Capturing the day has been happening in one form or another for a very long time, but the one constant has been the photograph. Even in these days of instant access video through YouTube and Facebook, we still see more photos than video on-line. Photos have endured. When anniversaries come, the pictures come out, even on Facebook as people reminisce.

So why Video?

So am I saying don't worry about Video? No, not at all. video simply serves a different purpose from photography. Photos do a great job of capturing moments, can be very creative and are easy to share and hang on your wall. Yet it is much harder to capture the "real" heart and soul of your wedding in still images. The wedding pictures most treasured are often romantic and artistic images, but don't tell the whole story of the events of the day. Video, however, can capture the "action" - the tears and the joys, dated styles and all - and play and replay them back. 

As CrossWorks, we worked very hard not only to make a fantastic reality video of the ceremony and reception, but also to summarize the day in a bite sized portion that could be watched with friends in 3-5 minutes, capturing as much of the emotion and drama of the special day as possible. Those videos could be loaded on cell phones and tablets or streamed on the internet as well as shown on TV's so they could be shared with friends and family at any time.

We made it easier for people to share their video. Why? Because we believed it portrayed more than just the moments, it brought out the emotion of the event. I have even heard of people crying as they watched.

Video can capture the event beautifully in a way that photos can't. Yet, photos are easily shared and portray the romance and beauty of your wedding. 

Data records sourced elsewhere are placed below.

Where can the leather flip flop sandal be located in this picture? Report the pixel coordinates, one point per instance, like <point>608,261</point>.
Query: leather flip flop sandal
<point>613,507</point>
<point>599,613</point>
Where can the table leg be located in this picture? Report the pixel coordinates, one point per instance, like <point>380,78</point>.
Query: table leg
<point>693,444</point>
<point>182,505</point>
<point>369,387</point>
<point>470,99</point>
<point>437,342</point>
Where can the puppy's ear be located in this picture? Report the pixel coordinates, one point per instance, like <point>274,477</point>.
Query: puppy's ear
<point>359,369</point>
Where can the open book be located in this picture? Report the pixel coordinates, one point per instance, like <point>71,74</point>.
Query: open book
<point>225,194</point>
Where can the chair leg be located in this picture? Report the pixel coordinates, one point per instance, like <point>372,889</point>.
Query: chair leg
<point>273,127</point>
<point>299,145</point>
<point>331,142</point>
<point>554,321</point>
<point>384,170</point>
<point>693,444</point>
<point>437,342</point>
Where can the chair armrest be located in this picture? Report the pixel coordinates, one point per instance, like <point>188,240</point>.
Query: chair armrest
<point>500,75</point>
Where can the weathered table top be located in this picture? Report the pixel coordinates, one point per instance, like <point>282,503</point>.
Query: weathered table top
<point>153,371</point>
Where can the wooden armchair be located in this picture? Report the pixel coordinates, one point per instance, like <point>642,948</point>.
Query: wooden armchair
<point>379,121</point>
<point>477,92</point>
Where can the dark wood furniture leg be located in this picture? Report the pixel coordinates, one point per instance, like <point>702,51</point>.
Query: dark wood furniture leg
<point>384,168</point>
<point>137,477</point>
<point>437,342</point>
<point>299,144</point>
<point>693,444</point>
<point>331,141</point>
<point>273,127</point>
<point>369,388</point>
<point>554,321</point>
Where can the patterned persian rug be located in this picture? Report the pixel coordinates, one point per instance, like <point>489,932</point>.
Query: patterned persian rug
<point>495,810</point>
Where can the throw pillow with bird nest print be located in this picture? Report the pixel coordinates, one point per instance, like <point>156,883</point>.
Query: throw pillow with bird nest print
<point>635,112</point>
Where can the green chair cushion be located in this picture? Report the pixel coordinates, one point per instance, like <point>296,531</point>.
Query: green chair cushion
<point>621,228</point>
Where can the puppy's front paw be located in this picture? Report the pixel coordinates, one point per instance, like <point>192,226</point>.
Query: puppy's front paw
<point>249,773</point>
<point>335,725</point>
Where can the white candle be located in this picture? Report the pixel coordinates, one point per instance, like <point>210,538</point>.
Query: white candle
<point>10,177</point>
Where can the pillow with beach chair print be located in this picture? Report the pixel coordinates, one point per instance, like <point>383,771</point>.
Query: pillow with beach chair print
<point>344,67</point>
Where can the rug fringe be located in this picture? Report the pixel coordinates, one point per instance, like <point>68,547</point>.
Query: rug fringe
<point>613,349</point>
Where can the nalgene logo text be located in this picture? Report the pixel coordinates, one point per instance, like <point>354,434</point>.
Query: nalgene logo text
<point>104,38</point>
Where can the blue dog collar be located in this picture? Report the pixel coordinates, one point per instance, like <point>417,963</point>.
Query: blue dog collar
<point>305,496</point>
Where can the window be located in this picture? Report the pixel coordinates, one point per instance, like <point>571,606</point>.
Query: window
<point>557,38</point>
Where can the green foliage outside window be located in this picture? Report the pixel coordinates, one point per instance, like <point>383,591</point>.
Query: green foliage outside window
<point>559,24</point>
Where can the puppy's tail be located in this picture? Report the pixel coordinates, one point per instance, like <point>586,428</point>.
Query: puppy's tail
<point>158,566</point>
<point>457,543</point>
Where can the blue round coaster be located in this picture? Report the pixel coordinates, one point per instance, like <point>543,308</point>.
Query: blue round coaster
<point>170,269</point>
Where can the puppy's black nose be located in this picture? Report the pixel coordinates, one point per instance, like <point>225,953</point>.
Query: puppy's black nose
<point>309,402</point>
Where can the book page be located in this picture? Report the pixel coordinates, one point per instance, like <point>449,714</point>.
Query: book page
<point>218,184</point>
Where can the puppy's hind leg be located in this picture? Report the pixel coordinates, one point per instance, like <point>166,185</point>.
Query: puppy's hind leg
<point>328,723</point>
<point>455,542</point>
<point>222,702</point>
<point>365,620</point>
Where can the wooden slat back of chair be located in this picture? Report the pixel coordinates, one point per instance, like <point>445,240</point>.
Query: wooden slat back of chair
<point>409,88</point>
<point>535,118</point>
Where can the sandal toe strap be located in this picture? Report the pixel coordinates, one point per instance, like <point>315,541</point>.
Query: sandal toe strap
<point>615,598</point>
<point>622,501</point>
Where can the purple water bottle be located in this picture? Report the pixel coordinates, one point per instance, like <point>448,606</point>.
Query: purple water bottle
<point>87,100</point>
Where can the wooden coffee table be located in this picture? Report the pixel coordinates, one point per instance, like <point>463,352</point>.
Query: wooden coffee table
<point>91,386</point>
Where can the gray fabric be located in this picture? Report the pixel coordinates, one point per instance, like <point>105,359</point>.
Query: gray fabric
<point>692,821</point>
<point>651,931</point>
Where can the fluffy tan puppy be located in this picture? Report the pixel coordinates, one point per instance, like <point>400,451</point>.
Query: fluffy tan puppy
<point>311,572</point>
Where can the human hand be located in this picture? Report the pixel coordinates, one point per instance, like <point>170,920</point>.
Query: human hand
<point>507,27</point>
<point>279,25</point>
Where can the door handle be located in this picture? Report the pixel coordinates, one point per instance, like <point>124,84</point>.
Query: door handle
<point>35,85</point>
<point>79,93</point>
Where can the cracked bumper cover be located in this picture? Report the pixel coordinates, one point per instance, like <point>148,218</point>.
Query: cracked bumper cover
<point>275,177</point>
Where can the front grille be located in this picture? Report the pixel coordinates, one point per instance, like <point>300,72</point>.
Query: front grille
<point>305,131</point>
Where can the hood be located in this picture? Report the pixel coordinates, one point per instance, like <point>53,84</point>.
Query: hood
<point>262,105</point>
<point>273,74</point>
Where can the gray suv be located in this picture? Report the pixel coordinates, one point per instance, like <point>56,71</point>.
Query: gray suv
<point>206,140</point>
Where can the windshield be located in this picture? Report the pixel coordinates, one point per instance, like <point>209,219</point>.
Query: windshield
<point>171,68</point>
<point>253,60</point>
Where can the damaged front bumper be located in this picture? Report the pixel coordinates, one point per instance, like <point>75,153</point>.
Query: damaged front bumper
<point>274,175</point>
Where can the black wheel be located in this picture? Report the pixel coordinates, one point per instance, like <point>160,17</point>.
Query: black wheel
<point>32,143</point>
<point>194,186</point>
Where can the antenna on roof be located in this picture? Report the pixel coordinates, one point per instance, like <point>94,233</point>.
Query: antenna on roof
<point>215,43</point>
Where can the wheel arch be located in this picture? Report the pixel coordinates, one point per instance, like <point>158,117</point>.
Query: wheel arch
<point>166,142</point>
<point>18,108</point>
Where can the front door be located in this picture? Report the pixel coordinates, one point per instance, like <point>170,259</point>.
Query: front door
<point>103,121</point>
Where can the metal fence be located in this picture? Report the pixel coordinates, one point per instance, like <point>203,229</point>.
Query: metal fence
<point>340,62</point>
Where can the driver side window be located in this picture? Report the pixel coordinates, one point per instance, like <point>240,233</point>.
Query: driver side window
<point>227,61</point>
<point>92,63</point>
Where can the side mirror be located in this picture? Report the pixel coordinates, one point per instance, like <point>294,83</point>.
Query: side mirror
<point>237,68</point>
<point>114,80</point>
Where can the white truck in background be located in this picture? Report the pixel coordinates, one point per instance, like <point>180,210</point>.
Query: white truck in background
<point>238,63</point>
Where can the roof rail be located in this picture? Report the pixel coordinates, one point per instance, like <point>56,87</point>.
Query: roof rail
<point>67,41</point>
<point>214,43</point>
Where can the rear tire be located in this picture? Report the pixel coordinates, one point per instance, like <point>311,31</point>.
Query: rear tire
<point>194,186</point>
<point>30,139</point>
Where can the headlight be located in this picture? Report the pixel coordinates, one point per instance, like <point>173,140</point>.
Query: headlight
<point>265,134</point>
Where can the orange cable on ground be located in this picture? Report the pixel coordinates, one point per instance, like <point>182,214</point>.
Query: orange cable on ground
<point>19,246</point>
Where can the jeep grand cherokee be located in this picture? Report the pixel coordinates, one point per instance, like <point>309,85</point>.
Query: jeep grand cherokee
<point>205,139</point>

Both photography and videography have a purpose and having each is the best way to go. If you can do both, do both. If you can only afford a photographer, then have someone set up a video camera somewhere to record your wedding. You may only pull that video out twice in your lifetime, but it's a valuable record.

Be sure to also capture the speeches at your reception - those words will never be spoken again and in some cases will barely be remembered except for the video (especially if everyone was well inebriated).

What to watch for

If you can afford it and can hire a professional to do your video, then make sure: 
    - your videographers will capture the ceremony from multiple angles 
    - the video will be edited into a 3-5 minute highlight video
    - you obtain the video in different formats - like a digital file you can show your friends on your phone, or computer - in a way that as technology changes you can transfer to different media. 
    - only royalty free music or music that has been licensed properly is used - if it does, you can never post it on-line. 
    - you review your videographer's previous work. The only way to be sure they do good work is to see what they have already produced.

Prioritize

If you can only afford to hire one, be sure you hire a professional photographer first, then a professional Videographer. You might regret not hiring both; photos without a video are OK, but it is much harder to seat people down - even with a cell phone - and have them watch your wedding video (even the 5 minute ones). Be sure you have good photos first. 

If your photographer is good, he or she will capture a lot of he emotion. It might not make your mother cry like a video will, but they will capture the day - just at a much slower frame rate!